Sais-tu... en marchant dans le krak j'enrageais soudain. Il était devenu insupportable de n'être ni architecte ni arabophone. Ces deux connaissances étaient brusquement les plus précieuses du monde, les seules qui comptaient ici -- et voilà que je ne les possédais pas. Et j'enrageais vraiment de ce manque, des portes qu'il me laissait fermées. Et j'aurais voulu des siècles, oui, pour pouvoir apprendre tout cela. Dans le krak, l'idée de n'être pas vieille d'au moins cinq siècles était presque insoutenable.
Une enfant, disais-je au départ. Et puis: vieille d'au moins cinq siècles.
Je ne suis pas sûre que ce soit un paradoxe. C'est l'entre-ces-deux-âges qui m'agace et m'encombre. Dans le krak, j'aurais peut-être accepté de payer le prix d'Héloïse pour le savoir d'Héloïse. Peut-être.
Mais le soleil alors, renoncerais-tu à sa caresse cuisante sur ta peau? Certains le regrettent tant, dirait Vykos, qu'ils en viennent à rechercher la brûlure du feu sur leur chair, à y éprouver une sorte de plaisir douloureux, à se bander les yeux pour se garder de la peur, et effleurer une flamme ardente, juste pour sentir cela, une seconde, avant la morsure et les cendres. Et il sourirait, et il serait très prêt à m'offrir cette satisfaction, si je le souhaitais. Mais je n'ai pas besoin de flamme, dirais-je, ni de soleil, puisque tes mains sur ma peau sont tout cela, caresse cuisante et brûlure délicieuse et morsure ardente, sans les cendres. Et j'entendrais son rire.

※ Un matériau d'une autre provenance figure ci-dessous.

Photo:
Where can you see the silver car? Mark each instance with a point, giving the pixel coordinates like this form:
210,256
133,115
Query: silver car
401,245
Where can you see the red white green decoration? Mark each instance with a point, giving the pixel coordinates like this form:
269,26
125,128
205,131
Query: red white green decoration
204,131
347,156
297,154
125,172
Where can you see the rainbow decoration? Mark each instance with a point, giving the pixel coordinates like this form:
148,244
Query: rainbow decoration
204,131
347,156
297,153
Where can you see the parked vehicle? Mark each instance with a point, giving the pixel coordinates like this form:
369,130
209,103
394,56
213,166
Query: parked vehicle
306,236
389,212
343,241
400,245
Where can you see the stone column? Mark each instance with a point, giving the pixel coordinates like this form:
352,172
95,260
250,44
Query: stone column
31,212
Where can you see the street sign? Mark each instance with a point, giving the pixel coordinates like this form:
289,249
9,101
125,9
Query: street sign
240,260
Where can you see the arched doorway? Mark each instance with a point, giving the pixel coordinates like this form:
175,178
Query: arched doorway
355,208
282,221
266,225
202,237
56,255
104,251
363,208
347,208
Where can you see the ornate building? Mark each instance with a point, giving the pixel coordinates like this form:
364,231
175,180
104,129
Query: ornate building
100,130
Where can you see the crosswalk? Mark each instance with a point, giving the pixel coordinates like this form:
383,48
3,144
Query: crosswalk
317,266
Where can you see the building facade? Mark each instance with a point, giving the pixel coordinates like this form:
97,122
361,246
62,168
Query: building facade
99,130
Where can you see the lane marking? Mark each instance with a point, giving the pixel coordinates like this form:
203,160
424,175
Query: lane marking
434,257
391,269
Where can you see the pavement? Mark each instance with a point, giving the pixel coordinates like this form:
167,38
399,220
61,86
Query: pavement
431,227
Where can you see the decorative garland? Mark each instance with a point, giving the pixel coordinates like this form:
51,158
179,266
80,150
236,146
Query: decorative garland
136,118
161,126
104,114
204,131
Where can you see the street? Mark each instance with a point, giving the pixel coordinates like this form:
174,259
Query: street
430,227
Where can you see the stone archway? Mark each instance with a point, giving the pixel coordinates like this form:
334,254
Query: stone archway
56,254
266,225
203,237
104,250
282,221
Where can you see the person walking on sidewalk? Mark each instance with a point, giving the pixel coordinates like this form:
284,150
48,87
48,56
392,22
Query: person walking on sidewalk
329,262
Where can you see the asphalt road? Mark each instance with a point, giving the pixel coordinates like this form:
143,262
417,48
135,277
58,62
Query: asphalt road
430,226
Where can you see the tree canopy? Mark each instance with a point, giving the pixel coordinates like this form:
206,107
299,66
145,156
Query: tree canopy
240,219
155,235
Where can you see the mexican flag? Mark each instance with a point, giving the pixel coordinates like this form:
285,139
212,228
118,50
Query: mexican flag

Bien sûr je ne désirais pas vraiment cela. Mais je crois — je crois qu'il y a des identités particulières qui accompagnent des lieux particuliers, je crois que nous changeons selon le décor, je crois que les espaces font ressortir l'une ou l'autre de nos facettes — banalités.
Au krak, donc, il fallait absolument être architecte, arabophone et médiéviste. Et je ne l'étais pas.
Je fus heureuse de constater l'étrange régulation des flots de visiteurs, surtout d'enfants syriens en sortie scolaire, nous sommes un jour de fête nationale, anniversaire de la libération du pays. Dehors, ils étaient partout, courant et saluant et criant et piaillant et se pressant. Mais chaque fois que nous entrions dans une salle (et certaines sont longues de dizaines de mètres), nous étions seuls.
Je te l'ai dit, la magie du krak est ancienne et profonde. Solennelle. Et la solennité de ces vastes absides, des arcs brisés en ogives, des blocs de calcaire si précisément enchâssés dans les voûtes — cette solennité est tissée de silence, de calme, de fraîcheur, d'ombre.
D'ombre, oui. Je suis sûre d'avoir lu quelque part que c'est la lumière qui structure l'espace, en architecture, mais cette évidence m'a sauté au visage, alors que nous marchions des cuisines à une grande salle voûtée. Nous étions plongés dans l'ombre, et à une vingtaine de mètres en avant de nous resurgissait la salle, renaissait la pierre, se dessinaient les ogives, inondées de la lumière du soleil. Sans la lumière, l'espace n'existait pas. C'est la lumière qui arrachait les pierres au néant. Je comprends que presque toutes les religions y aient vu une présence divine. Je me demande, aussi, si un lieu privé de dimensions, un lieu où l'espace s'abolirait, ne devra pas être forcément un lieu de noir absolu, un lieu privé de toute lumière. Je pense à l'Interstice des dragons de Pern, je pense aux trous noirs. Tu sauras me dire, sans doute.